Editor’s note: As per usual for this time of year, the Supreme Court issued a slew of consequential rulings recently on a bevy of hot-button issues. This is the third in a three-part series exploring a few of them.
In the now five years I’ve written this series, this is the third year in a row I find myself writing about the 14th Amendment. It’s one of three Reconstruction Amendments passed in the five years after the Civil War.
“All persons born or naturalized in the United States and subject to the jurisdiction thereof, are citizens of the United States and of the State wherein they reside,” reads Section 1. “No State shall make or enforce any law which shall abridge the privileges or immunities of citizens of the United States; nor shall any State deprive any person of life, liberty, or property, without due process of law; nor deny to any person within its jurisdiction the equal protection of the laws.”
That last bit is known as the Equal Protection Clause. This term, the Supreme Court confronted two states that explicitly disenfranchised minority voters and definitely violated those words. (An important note: both cases excluded Associate Justice Neil Gorsuch.)
Bethune-Hill v. Virginia State Board of Elections was argued Dec. 5, 2016, and decided March 1 by the eight-member bench.
“After the 2010 census, the Virginia State Legislature drew new lines for 12 state legislative districts, with a goal of ensuring that each district would have a black voting-age population of at least 55 percent,” read the case’s syllabus. “Certain voters filed suit, claiming that the new districts violated the 14th Amendment’s Equal Protection Clause. State legislative officials intervened to defend the plan.”
The vote was unanimous, with the exception of Associate Justice Clarence Thomas who wrote a partial concurrence and dissent. Associate Justice Anthony Kennedy wrote for the majority. (Don’t retire, Anthony!) Before remanding the case back to the United States District Court for the Eastern District of Virginia, Kennedy agreed with the lower court on just one of the 12 congressional districts.
Cooper v. Harris also was argued Dec. 5, 2016, and decided May 22.
“This case concerns North Carolina’s redrawing of two congressional districts, District 1 and District 12, after the 2010 census,” reads the case’s syllabus. “Prior to that redistricting, neither district had a majority black voting-age population, but both consistently elected the candidates preferred by most African-American voters. The new map significantly altered both District 1 and District 12. The state needed to add almost 100,000 people to District 1 to comply with the one-person-one-vote principle, and it chose to take most of those people from heavily black areas of Durham — increasing the district’s BVAP from 48.6 percent to 52.7 percent.”
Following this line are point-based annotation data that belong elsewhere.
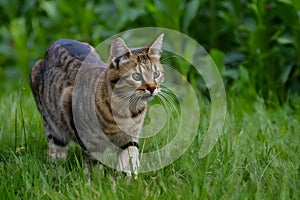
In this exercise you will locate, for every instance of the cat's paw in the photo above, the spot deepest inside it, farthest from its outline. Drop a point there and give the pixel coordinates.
(128, 161)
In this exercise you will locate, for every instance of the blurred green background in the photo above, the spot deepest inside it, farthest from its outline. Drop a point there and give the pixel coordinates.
(255, 44)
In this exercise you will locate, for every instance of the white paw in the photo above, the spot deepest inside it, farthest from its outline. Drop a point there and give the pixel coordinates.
(128, 161)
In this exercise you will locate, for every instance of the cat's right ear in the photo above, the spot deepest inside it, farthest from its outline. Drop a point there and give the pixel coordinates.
(118, 48)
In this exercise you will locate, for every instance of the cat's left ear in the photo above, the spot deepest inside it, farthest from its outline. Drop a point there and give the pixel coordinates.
(118, 49)
(155, 47)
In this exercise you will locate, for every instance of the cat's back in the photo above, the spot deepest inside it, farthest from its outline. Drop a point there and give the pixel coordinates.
(61, 62)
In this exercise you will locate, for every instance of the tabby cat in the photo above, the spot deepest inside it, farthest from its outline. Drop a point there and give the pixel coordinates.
(130, 79)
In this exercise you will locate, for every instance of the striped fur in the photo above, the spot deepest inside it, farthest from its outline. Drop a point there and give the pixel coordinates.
(130, 79)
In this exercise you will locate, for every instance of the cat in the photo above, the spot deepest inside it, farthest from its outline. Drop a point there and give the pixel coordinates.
(136, 72)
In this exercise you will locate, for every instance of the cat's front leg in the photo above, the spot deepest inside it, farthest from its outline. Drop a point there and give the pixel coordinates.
(128, 161)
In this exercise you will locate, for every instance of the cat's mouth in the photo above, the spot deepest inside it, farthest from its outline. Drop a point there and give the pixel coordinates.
(148, 95)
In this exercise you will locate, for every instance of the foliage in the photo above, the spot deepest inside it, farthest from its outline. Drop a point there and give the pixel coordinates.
(257, 157)
(255, 43)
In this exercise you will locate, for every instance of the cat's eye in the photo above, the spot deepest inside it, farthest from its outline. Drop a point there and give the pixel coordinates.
(156, 74)
(137, 76)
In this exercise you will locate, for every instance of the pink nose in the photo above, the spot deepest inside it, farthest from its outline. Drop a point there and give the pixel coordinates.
(150, 88)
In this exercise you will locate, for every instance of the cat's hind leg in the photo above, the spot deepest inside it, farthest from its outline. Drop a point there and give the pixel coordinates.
(57, 148)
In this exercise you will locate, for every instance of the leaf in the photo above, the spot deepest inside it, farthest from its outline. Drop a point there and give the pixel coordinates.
(189, 14)
(286, 39)
(286, 73)
(218, 57)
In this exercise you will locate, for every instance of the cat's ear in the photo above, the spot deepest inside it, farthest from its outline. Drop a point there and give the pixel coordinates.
(118, 48)
(155, 47)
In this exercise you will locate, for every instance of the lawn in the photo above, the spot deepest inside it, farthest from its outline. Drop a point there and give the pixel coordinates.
(255, 45)
(256, 157)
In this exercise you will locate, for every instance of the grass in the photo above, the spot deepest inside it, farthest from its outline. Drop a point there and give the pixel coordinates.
(257, 157)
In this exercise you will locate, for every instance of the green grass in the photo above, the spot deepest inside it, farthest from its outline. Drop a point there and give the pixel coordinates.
(257, 157)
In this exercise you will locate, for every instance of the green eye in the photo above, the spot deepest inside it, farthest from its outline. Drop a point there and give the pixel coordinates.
(137, 76)
(156, 74)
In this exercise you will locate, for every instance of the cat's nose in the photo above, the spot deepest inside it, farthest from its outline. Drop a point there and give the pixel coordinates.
(151, 88)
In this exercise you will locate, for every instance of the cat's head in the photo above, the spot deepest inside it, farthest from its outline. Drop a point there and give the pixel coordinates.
(136, 71)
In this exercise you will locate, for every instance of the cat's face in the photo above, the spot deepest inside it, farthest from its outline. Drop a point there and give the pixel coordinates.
(136, 73)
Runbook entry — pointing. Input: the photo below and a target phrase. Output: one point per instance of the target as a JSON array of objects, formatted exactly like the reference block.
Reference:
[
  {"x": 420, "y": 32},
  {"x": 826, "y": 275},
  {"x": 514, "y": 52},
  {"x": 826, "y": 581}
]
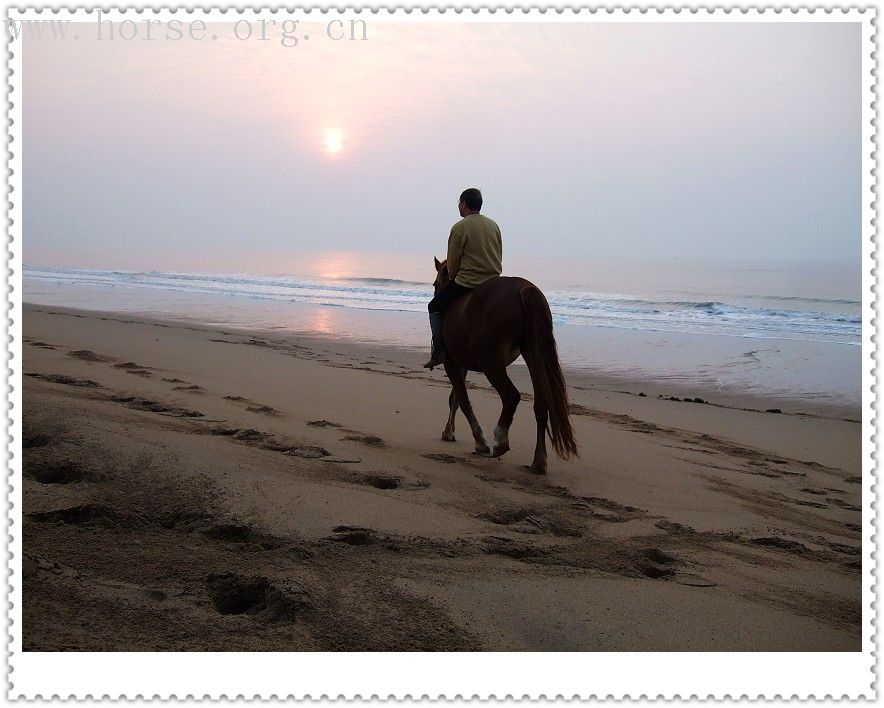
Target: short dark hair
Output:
[{"x": 472, "y": 197}]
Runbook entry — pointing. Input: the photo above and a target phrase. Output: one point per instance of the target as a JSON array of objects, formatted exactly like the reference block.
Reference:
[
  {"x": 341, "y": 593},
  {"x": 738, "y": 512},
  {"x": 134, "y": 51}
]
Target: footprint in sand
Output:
[
  {"x": 87, "y": 355},
  {"x": 66, "y": 380},
  {"x": 323, "y": 424},
  {"x": 369, "y": 440},
  {"x": 353, "y": 535},
  {"x": 657, "y": 564},
  {"x": 442, "y": 457},
  {"x": 130, "y": 367},
  {"x": 253, "y": 407}
]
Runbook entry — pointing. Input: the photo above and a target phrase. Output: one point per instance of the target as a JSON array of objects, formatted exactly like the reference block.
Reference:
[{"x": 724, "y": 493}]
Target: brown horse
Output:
[{"x": 485, "y": 331}]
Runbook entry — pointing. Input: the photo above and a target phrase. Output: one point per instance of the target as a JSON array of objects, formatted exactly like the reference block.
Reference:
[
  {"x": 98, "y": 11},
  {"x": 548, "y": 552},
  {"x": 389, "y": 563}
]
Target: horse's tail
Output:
[{"x": 544, "y": 355}]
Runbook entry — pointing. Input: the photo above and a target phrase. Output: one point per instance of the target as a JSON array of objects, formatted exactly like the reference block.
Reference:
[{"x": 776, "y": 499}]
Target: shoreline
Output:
[
  {"x": 191, "y": 487},
  {"x": 578, "y": 378}
]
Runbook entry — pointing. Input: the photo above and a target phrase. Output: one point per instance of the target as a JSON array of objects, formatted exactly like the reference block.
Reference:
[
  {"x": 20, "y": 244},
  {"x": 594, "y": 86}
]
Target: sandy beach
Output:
[{"x": 197, "y": 488}]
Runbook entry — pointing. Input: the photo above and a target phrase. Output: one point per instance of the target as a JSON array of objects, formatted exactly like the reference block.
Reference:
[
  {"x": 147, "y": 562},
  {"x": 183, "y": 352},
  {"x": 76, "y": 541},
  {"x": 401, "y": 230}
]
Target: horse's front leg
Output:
[
  {"x": 448, "y": 433},
  {"x": 457, "y": 376}
]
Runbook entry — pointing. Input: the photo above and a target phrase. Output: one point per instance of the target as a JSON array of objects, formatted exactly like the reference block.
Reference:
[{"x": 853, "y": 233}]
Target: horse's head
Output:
[{"x": 441, "y": 274}]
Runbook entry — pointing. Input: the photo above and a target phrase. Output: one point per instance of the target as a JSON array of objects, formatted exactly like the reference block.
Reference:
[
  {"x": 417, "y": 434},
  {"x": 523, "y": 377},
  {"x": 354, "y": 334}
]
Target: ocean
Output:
[{"x": 783, "y": 332}]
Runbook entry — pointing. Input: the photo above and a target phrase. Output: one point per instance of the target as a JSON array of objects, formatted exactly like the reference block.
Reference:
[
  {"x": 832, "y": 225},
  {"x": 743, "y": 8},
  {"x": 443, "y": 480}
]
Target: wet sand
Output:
[{"x": 197, "y": 488}]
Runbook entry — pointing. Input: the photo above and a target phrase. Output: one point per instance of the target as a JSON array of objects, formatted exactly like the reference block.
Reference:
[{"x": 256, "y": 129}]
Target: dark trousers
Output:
[{"x": 447, "y": 295}]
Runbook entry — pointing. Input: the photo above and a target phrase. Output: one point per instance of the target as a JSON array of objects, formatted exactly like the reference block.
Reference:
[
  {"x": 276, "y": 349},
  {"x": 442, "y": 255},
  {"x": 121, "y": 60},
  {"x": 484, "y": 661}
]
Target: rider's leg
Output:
[{"x": 437, "y": 307}]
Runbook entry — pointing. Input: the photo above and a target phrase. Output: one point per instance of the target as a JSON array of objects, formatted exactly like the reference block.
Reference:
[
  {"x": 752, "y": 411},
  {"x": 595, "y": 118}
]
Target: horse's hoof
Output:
[{"x": 500, "y": 450}]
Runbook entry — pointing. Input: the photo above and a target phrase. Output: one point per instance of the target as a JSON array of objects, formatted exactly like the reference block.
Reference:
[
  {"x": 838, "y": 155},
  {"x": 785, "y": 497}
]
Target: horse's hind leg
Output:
[
  {"x": 448, "y": 433},
  {"x": 541, "y": 415},
  {"x": 510, "y": 397},
  {"x": 457, "y": 376}
]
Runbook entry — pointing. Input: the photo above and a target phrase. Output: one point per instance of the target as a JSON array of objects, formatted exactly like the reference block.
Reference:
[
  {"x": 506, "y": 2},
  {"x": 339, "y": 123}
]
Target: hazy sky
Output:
[{"x": 614, "y": 140}]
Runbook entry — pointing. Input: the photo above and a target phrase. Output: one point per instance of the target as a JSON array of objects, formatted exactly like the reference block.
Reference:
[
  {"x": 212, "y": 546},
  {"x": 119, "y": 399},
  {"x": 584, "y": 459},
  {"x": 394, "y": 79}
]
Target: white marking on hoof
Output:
[
  {"x": 501, "y": 441},
  {"x": 482, "y": 443}
]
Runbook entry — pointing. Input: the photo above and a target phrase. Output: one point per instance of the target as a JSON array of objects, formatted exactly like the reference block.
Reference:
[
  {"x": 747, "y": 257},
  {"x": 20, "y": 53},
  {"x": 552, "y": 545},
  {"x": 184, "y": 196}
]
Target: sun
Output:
[{"x": 333, "y": 142}]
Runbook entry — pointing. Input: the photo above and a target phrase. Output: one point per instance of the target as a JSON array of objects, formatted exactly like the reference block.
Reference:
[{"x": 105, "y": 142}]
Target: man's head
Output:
[{"x": 470, "y": 202}]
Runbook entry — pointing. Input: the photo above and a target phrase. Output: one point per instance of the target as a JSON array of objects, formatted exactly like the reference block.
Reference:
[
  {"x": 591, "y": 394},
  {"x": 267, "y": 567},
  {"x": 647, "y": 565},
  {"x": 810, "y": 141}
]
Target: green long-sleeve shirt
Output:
[{"x": 475, "y": 250}]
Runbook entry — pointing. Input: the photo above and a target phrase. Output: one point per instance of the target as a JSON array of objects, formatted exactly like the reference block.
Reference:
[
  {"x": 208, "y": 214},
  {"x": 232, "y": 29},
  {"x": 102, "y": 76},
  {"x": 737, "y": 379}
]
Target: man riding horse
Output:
[
  {"x": 490, "y": 321},
  {"x": 474, "y": 256}
]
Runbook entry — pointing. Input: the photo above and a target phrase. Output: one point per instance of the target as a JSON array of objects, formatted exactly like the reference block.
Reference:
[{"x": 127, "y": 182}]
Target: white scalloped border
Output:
[{"x": 115, "y": 666}]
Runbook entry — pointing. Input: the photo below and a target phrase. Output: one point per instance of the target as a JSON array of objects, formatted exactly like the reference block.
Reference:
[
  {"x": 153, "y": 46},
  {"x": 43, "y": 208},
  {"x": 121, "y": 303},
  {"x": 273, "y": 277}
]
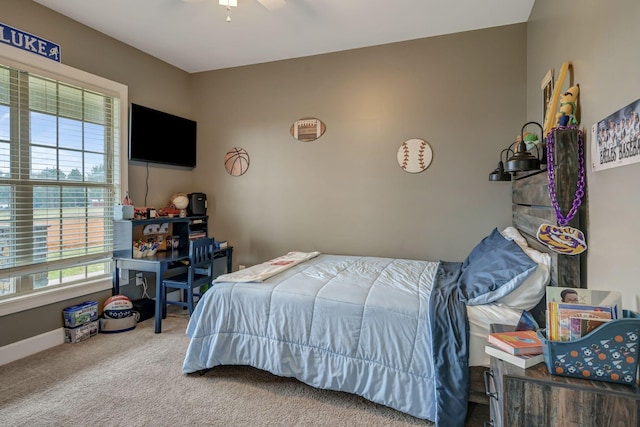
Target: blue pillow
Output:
[{"x": 495, "y": 267}]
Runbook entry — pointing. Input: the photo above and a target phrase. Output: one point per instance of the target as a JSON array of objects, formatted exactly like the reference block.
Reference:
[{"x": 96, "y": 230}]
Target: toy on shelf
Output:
[
  {"x": 566, "y": 116},
  {"x": 141, "y": 249},
  {"x": 178, "y": 203}
]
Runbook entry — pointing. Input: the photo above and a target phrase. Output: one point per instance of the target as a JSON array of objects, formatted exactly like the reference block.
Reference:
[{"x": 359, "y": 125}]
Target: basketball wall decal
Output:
[
  {"x": 307, "y": 129},
  {"x": 236, "y": 162},
  {"x": 414, "y": 155}
]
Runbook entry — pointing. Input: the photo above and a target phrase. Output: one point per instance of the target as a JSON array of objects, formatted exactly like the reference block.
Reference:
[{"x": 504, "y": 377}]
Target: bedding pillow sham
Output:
[
  {"x": 530, "y": 292},
  {"x": 494, "y": 268}
]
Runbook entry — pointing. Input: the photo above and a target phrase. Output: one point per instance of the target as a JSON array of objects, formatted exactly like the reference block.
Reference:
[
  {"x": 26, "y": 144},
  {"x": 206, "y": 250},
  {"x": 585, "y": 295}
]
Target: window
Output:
[{"x": 60, "y": 173}]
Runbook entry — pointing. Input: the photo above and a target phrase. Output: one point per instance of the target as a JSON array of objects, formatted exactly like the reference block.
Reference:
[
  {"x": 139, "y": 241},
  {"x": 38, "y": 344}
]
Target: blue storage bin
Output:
[{"x": 609, "y": 353}]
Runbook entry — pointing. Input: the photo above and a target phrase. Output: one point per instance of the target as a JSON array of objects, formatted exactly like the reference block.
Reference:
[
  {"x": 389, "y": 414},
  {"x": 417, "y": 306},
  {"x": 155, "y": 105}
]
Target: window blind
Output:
[{"x": 59, "y": 176}]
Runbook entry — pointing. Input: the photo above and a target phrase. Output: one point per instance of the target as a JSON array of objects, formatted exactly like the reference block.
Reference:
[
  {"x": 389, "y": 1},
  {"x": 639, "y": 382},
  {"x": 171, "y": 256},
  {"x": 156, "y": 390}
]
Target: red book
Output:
[{"x": 516, "y": 342}]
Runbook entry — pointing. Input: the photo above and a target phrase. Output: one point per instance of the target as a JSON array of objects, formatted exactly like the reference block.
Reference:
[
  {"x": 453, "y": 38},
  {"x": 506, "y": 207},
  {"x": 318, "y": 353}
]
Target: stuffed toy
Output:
[{"x": 568, "y": 107}]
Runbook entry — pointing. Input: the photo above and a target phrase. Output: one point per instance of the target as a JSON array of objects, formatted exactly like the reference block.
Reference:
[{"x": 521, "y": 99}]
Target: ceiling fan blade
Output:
[{"x": 273, "y": 4}]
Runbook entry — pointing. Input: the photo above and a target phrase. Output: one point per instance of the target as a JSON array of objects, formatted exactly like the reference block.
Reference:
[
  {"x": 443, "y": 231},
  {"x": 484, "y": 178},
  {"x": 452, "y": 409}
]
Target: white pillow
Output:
[{"x": 530, "y": 292}]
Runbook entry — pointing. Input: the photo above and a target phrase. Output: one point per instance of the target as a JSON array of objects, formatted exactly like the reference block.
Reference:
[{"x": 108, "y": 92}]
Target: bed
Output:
[{"x": 402, "y": 333}]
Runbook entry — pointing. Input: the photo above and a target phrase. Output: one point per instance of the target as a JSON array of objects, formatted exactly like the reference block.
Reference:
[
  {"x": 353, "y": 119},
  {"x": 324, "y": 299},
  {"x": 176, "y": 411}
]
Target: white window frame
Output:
[{"x": 30, "y": 62}]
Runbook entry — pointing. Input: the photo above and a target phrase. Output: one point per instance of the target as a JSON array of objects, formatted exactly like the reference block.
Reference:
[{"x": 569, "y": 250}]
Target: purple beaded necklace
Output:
[{"x": 564, "y": 220}]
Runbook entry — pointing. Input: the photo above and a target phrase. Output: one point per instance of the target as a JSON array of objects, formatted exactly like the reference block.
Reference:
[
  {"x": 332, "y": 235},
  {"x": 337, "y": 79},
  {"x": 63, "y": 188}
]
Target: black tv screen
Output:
[{"x": 159, "y": 137}]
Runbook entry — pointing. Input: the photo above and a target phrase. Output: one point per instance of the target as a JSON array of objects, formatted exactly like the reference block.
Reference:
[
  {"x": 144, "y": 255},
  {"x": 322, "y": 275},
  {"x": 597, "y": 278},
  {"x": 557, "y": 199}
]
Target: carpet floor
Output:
[{"x": 134, "y": 379}]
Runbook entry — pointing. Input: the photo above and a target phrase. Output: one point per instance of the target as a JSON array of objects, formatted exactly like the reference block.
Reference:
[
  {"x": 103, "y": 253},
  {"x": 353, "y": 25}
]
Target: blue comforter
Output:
[{"x": 390, "y": 330}]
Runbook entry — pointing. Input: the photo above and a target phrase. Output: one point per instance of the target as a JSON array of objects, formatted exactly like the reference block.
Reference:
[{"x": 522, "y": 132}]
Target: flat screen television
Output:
[{"x": 158, "y": 137}]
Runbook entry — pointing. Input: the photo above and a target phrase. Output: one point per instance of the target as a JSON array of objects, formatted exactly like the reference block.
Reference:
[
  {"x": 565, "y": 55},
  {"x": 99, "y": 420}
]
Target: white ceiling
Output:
[{"x": 194, "y": 35}]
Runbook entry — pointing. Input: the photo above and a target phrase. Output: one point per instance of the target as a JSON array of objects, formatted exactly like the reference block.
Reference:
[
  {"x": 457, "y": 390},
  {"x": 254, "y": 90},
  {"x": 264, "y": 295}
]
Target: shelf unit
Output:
[{"x": 125, "y": 232}]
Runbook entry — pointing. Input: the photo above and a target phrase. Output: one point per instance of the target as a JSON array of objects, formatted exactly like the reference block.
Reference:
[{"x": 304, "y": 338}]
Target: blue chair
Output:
[{"x": 199, "y": 273}]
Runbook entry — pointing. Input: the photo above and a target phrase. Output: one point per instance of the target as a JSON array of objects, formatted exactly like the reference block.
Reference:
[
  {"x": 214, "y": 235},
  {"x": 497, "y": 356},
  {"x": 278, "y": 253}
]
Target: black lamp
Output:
[
  {"x": 522, "y": 160},
  {"x": 499, "y": 174}
]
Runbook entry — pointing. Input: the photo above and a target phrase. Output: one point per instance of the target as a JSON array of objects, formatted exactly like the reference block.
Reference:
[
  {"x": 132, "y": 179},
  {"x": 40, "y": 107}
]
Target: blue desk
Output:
[{"x": 158, "y": 264}]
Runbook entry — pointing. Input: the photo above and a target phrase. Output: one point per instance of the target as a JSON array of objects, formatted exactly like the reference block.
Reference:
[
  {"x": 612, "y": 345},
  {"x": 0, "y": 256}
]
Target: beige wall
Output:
[
  {"x": 601, "y": 40},
  {"x": 345, "y": 193},
  {"x": 151, "y": 82}
]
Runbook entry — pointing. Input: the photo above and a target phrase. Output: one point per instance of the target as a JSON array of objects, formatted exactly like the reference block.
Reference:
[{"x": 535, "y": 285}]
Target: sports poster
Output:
[{"x": 615, "y": 140}]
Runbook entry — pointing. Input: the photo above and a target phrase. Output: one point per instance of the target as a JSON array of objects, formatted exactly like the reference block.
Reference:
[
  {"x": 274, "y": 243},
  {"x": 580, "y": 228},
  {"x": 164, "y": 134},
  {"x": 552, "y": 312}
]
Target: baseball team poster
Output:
[{"x": 615, "y": 140}]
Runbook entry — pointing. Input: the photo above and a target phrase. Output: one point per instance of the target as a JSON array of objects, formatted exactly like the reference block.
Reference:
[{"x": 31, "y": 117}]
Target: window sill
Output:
[{"x": 45, "y": 297}]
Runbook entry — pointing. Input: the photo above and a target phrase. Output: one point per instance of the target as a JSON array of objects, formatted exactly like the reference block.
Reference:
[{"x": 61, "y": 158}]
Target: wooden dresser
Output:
[{"x": 534, "y": 397}]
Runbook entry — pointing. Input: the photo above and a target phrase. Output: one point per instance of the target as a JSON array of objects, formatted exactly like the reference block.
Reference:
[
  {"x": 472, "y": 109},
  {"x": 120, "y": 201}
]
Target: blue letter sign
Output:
[{"x": 29, "y": 42}]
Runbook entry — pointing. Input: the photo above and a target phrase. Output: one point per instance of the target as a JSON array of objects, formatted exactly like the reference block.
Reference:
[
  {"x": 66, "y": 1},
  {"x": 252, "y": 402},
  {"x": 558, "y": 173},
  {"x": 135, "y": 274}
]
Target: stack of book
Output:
[
  {"x": 520, "y": 348},
  {"x": 573, "y": 312}
]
The court was divided 5-3. Associate Justices Elena Kagan, Thomas, Ruth Bader Ginsburg, Stephen Breyer and Sonia Sotomayor ruled against the state. Only Associate Justice Samuel Alito, Kennedy and Chief Justice John Roberts voted the opposite way.
“We uphold the District Court’s conclusions that racial considerations predominated in designing both District 1 and District 12,” wrote Kagan for the majority. “For District 12, that is all we must do, because North Carolina has made no attempt to justify race-based districting there. For District 1, we further uphold the District Court’s decision that [the Voting Rights Act of 1965] gave North Carolina no good reason to reshuffle voters because of their race.”